I haven’t read the whole thing yet, but Charles Cooke has a long essay in the latest issue of National Review:
The law of defamation is useful for awarding civil damages against those who peddle outright lies — that is, against those who do real damage to a person’s reputation by abusing plain facts that can be easily verified and adjudicated in court. In such cases as it is claimed that Jones beats his wife or Smith is a drug addict, the relevant facts fall easily within the competence of a civil tribunal, and litigation does not threaten to impose a chill on the public discourse. But when a plaintiff files a libel suit involving a matter of political or scientific controversy, the calculus is quite different indeed. When the merits of a libel claim implicate contested questions of science and statistical methodology, judges and juries are so ill suited to pronounce a verdict that allowing the public authority to have the final say is inconsistent with the very concept of free inquiry. The whole point of the scientific enterprise is to resolve controversies through open debate, not through the final decree of government officials.
Even where no verdict of guilt is ultimately pronounced, allowing litigation over criticisms of the validity of scientific research has a deleterious effect on the public discourse. It prompts critics to trim their sails in order to avoid the cost and headache of a lawsuit, thus establishing a climate of fear and quiet rather than of boisterous agitation and open discussion. Hanging the prospect of punishment above the heads of participants in scientific disputes serves not to yield greater accuracy but to invite censorship, the toning down of rhetoric, and the avoidance of hyperbole — of anything, indeed, that could invite a libel complaint. Which is to say that it shuts up the dissenters.

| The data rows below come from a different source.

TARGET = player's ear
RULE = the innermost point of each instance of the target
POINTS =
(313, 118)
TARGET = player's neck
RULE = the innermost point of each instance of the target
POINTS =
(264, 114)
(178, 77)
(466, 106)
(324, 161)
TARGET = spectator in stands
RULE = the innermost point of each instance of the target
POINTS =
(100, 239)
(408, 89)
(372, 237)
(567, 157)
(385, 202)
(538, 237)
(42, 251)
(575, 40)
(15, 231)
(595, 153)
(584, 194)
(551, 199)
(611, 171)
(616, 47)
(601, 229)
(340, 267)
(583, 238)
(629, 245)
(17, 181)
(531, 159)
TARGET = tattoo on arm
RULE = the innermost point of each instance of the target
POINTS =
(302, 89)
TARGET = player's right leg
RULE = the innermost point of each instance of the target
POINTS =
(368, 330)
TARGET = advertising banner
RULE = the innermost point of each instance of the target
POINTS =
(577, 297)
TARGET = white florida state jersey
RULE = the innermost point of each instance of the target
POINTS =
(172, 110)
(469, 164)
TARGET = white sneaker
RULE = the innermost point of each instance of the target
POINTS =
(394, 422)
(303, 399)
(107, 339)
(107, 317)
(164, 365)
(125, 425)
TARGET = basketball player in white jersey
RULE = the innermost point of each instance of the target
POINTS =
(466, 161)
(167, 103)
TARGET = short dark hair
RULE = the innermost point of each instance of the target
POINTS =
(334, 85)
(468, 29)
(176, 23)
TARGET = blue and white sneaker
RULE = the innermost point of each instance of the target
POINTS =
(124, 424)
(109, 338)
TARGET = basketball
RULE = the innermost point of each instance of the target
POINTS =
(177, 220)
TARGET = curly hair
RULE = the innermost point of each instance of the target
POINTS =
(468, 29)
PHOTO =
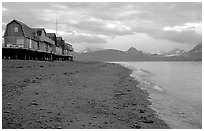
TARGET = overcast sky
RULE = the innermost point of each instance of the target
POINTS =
(150, 27)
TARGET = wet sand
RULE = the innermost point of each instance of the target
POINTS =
(73, 95)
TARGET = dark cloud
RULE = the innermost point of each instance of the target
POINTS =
(109, 19)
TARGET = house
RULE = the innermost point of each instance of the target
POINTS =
(19, 35)
(45, 44)
(60, 43)
(23, 42)
(53, 37)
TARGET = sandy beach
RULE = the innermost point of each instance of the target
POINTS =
(73, 95)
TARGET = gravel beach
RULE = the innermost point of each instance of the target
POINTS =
(73, 95)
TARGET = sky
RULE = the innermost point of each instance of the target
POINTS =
(150, 27)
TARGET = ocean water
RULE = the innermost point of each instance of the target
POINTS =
(175, 90)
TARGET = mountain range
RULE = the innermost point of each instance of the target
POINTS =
(132, 54)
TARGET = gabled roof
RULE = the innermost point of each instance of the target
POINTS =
(59, 39)
(51, 35)
(27, 31)
(39, 29)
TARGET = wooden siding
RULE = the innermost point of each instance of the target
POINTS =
(14, 29)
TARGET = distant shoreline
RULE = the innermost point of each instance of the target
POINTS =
(73, 95)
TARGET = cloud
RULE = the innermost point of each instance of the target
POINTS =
(89, 22)
(189, 37)
(197, 27)
(4, 9)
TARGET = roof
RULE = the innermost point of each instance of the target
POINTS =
(51, 34)
(39, 29)
(28, 32)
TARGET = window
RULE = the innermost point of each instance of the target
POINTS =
(14, 29)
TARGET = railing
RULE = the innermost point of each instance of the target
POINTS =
(45, 39)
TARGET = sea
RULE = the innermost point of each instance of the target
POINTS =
(175, 90)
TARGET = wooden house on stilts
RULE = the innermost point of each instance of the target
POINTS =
(24, 42)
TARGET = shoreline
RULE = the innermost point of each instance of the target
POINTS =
(73, 95)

Which is, of course, the entire point.
I haven’t read the whole thing either, but from what I have read Cooke appears to be under the impression that the case is about the controversy over the validity of the scientific conclusions, whereas the judges summations I’ve read makes it clear that the case is over whether or not Mann committed acts of scientific fraud, which is what Simberg and Steyn have allegedly accused him of.

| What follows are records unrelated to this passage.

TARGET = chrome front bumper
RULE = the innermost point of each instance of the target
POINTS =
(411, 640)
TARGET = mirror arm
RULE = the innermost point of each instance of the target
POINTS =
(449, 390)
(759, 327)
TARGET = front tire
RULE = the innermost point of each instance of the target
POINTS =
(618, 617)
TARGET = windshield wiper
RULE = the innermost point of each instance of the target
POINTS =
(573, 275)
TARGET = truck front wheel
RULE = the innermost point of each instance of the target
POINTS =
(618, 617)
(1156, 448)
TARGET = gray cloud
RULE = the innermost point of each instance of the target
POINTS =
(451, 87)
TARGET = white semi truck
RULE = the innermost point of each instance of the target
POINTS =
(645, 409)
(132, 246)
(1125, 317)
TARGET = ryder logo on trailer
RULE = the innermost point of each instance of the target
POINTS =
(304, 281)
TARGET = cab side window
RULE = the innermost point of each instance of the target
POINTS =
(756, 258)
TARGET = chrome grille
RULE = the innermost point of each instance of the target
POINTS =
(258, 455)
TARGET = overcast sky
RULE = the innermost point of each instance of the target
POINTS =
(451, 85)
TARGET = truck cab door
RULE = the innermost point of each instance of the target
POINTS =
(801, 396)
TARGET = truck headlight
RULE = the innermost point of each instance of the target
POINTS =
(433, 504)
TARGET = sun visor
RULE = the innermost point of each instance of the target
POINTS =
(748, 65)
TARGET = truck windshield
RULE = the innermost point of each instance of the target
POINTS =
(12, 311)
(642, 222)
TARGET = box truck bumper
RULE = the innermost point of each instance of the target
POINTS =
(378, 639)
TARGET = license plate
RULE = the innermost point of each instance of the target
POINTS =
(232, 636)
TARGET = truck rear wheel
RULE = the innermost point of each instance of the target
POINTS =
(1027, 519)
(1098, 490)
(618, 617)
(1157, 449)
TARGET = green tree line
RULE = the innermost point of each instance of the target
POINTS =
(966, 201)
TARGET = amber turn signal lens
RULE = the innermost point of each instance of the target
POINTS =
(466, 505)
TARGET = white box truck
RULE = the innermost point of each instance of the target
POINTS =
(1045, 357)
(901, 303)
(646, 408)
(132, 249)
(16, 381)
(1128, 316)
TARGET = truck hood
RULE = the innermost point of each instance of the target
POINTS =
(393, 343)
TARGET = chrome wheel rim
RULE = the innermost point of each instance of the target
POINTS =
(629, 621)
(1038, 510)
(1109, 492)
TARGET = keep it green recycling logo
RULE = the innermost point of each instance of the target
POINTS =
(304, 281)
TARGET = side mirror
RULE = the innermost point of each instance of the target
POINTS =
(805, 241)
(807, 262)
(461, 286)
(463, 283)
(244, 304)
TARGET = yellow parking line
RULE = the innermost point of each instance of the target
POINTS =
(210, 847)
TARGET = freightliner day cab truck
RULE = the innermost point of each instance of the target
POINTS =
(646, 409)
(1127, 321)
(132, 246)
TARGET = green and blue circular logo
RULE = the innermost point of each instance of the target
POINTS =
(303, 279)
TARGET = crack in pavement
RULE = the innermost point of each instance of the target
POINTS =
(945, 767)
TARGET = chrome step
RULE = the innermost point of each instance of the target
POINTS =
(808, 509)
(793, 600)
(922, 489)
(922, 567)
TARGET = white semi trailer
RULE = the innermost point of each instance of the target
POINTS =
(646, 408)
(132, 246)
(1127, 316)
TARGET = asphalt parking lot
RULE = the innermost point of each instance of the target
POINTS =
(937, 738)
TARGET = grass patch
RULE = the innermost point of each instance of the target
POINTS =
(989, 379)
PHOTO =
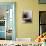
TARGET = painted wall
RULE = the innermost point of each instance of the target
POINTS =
(30, 30)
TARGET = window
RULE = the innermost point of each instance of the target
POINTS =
(7, 21)
(42, 22)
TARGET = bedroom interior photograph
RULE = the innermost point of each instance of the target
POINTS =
(23, 22)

Apparently you have a reading comprehension problem, plus, no judge has said that “the case is over.”
“the case is over.”
I see you’re practicing the politicians art of quoting out of context .
You must be feeling very proud of yourself.
Well done.
I’m sorry I misread it, but if you meant “the case is about,” you should have written that.
It appears Andrew would have been better served by writing “… the case is about …” both times.
No, libel cases aren’t about accusations of fraud, they’re about accusations of libel. That’s why they call them libel cases instead of fraud cases. Lawyers are smart like that.
You mean the case is over whether or not Mann was libeled by allegedly being accused of scientific fraud?
Closer. For you to believe that it was libel, you have to believe that Rand actually thinks Mann’s statistical techniques were sound and that Mann is actually honest and open with this data a methods, which is about as likely as him having a secret man-crush on dn guy.
If Jerry Sandusky had a raw set of football stats, he wouldn’t let Mann within 500 feet of it, because when Mann whips out his wholly unnatural statistical methods (which have drawn the ire of the statisticians who looked at his work). his adjustments, his inversions of time-series data, and the way he mixes data sets in obscene ways,you’d end up with Ohio beating Penn State in the 1934 Sugar Bowl by 3 to -1.
The Judges haven’t seen it that way, and ultimately they are the ones who count.
I’d suggest you read either Judge Greene or Weisberg’s opinion memo for dismissing
the SLAPP action.
The Judges haven’t seen it that way, and ultimately they are the ones who count.
Not if they’re reversed on appeal, you moron.